Virginia Postrel links to a piece by Meghan Daum in which she wonders why more women seem to talk like little girls these days. Bob Corff, a speech coach quoted in the article, makes a broader point about men and women:
Corff thinks a high-pitched voice that rises at the end of sentences signifies a lack of accountability for one's words. He also pointed out that in a culture that tends to have a hair-trigger reaction to even the mildest form of dissent, speaking with authority can be a dangerous prospect. "Years ago, people prided themselves on communicating," Corff said. "Today, they're afraid they'll get in trouble for saying the wrong thing. When your speech dies away or goes up at the ends of phrases, you're saying, 'I'm not sure what I mean,' and sometimes people feel safer that way."
I've noticed both the high-pitched, chipmunk voices in supposedly grown women and the rising inflection at the end of every sentence in both sexes.

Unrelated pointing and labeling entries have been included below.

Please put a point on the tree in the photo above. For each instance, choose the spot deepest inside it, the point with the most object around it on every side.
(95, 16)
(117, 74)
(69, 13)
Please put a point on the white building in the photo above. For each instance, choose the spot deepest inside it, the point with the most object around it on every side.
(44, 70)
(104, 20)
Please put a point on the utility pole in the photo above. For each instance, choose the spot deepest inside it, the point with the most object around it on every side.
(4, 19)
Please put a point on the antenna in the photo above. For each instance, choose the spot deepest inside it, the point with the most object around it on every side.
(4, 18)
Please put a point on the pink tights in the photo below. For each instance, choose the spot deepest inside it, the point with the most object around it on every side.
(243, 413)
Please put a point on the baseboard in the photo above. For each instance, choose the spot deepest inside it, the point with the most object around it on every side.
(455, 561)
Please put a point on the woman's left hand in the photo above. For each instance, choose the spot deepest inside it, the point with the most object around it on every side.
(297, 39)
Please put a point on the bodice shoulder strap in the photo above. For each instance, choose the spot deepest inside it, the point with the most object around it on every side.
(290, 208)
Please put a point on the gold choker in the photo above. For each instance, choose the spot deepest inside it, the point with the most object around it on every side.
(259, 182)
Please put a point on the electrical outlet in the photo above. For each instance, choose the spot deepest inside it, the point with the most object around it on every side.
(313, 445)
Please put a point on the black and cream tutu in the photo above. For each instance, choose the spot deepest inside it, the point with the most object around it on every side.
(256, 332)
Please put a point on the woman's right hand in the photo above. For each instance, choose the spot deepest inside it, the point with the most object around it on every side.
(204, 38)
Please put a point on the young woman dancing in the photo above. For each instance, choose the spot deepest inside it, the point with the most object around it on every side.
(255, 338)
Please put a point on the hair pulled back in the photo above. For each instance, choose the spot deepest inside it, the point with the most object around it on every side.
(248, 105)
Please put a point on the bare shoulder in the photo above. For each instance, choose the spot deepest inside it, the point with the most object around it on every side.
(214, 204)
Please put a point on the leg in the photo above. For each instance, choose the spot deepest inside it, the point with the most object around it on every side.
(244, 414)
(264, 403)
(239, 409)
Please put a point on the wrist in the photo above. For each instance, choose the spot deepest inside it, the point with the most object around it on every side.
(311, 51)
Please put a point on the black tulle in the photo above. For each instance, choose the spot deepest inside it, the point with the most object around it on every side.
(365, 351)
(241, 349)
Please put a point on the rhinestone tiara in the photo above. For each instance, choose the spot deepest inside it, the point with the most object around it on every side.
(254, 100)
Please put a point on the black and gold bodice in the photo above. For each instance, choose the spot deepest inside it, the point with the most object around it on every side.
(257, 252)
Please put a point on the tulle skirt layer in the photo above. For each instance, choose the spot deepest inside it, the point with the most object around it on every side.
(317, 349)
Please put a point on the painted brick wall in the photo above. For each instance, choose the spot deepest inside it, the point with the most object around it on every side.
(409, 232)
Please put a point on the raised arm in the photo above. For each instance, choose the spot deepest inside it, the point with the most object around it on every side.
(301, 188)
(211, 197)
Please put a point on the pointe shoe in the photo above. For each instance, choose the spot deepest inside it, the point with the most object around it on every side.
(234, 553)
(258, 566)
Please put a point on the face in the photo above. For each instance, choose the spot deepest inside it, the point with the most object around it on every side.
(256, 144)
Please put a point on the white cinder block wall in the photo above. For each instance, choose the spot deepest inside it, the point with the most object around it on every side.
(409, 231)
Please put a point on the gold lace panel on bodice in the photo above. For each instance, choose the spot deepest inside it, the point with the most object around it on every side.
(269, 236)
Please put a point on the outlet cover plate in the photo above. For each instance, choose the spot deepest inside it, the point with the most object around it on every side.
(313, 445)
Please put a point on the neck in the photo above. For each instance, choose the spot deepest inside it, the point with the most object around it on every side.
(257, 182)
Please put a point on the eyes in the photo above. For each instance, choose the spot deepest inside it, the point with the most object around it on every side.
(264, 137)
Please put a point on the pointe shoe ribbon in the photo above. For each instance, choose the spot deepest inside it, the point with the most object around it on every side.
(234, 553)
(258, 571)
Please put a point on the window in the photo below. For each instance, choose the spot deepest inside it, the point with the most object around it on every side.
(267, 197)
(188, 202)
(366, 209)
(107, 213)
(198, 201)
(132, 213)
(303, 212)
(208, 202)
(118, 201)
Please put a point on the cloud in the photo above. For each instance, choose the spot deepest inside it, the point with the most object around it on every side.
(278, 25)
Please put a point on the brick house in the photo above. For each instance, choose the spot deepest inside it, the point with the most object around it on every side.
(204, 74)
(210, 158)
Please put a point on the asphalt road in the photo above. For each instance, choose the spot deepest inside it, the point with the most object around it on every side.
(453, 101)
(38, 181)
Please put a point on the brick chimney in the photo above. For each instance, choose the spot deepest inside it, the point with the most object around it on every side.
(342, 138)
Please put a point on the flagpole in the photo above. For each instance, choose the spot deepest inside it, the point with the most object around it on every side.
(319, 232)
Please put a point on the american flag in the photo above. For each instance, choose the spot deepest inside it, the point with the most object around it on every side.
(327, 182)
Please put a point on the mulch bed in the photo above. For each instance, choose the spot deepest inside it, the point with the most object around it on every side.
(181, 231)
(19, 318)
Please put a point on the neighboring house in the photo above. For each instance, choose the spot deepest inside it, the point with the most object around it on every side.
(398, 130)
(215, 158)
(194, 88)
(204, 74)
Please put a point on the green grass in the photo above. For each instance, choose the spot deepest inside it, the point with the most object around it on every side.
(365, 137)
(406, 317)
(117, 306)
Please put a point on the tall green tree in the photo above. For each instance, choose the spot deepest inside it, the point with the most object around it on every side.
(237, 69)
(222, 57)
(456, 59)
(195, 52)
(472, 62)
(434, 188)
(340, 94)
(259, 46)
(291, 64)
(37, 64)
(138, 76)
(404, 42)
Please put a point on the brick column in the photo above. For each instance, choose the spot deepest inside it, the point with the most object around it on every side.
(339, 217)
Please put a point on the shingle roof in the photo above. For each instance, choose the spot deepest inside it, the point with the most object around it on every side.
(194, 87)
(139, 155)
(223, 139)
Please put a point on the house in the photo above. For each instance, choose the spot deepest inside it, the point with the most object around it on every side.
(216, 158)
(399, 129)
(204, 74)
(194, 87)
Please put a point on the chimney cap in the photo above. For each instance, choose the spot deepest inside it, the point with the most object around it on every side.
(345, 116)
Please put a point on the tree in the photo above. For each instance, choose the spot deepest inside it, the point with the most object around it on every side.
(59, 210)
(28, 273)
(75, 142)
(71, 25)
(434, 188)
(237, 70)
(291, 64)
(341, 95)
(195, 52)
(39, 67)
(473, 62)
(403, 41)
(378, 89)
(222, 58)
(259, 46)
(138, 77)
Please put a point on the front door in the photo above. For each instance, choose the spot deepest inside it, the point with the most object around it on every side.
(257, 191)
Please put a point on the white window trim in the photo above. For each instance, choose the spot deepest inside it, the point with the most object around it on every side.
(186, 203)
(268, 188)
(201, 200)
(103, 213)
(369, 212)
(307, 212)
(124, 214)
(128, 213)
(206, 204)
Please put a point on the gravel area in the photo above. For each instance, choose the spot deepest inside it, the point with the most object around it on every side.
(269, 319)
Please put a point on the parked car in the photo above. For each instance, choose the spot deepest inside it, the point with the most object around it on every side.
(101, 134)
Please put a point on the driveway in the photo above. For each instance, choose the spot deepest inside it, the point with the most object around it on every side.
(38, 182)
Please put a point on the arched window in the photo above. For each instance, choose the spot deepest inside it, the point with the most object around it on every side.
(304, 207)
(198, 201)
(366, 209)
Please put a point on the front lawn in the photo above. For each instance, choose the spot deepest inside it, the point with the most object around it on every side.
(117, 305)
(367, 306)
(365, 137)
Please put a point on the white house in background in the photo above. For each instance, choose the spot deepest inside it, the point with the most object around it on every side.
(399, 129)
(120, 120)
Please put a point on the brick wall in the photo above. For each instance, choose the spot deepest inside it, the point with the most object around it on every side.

The Betty Boop voices are probably bound up in the female sex's desire to attract men. They have the perverse idea that talking like a child is more attractive, and it probably is for many young men. A woman who talks like a confident, grown-up woman can be intimidating to a man of low self-esteem. Perhaps the women who speak girly talk are women of low self-esteem seeking someone at their level.
Ayn Rand made a fascinating comment in one of her question and answer sessions that the idea that a woman loses sexual desirability when she ages is a holdover from the middle ages. In the middle ages, when people did not live long, a woman was getting old at 20. As capitalism extends life, I certainly hope our culture revises its thinking about mature women being sexually desirable. It would be a shame if women spent four fifths of their lives being ignored by men. With the current generation of young women talking like Helen Kane, we seem to have taken a step backward.
The habit of making statements sound like questions is, I think, tied into our increasing conformism and the decline of the virtue of independence. When someone turns a statement into a question, he is signaling, "I'm not making a flat statement of what I think, but if you give me a sign you agree, then we'll go with it." This is a person who is more interested in agreement and getting along with other people than in identifying the facts of reality.
Somehow I can't hear John Galt saying, "Er, A is A? Like, existence exists?"